Pelo menos é a sensação que o blogueiro teve em um papo agradável com o técnico José Carlos Vidal na cerimônia de abertura do NBB7, na última quinta-feira, no Paulistano – um grande evento, por sinal, muito bem organizado, de deixar qualquer competição brasileira com inveja, e prato cheio para os jornalistas, de tantas as fontes para serem consultadas.
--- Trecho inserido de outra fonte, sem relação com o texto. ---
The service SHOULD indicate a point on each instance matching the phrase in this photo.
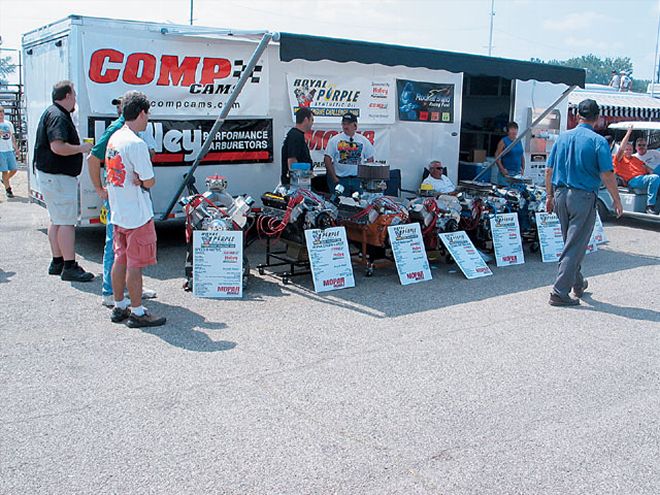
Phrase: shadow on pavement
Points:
(6, 276)
(629, 312)
(184, 329)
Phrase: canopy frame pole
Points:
(527, 131)
(188, 178)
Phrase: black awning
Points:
(316, 48)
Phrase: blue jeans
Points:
(108, 256)
(651, 181)
(351, 184)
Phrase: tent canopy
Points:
(316, 48)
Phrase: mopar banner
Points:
(425, 102)
(409, 253)
(330, 97)
(177, 142)
(218, 263)
(179, 77)
(317, 140)
(329, 258)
No decorrer dos próximos dias e semanas, vamos divulgar esse material coletado.

Começamos com Vidal, ele mesmo que entra no lugar do argentino Sérgio Hernández e vai para sua terceira passagem no comando técnico da equipe candanga, que faz sua estreia no campeonato nacional nesta terça-feira contra o Bauru, às 20h, na Panela de Pressão do interior paulista. Já mais um reencontro com Alex marcado, afinal, com transmissão oficial no site da LNB. É difícil para qualquer clube substituir um jogador como o ala da seleção, ou Nezinho. Especialmente no caso de um Brasília que havia se habituado a conquistar tudo com o núcleo construído em torno da dupla, além de Guilherme Giovannoni e Arthur. Mas, para o treinador, era chegada a hora. “Já havia um desgaste natural de todos esses anos”, afirma. “cho que a saída dos dois foi de 50% para cada lado (clube e jogador).”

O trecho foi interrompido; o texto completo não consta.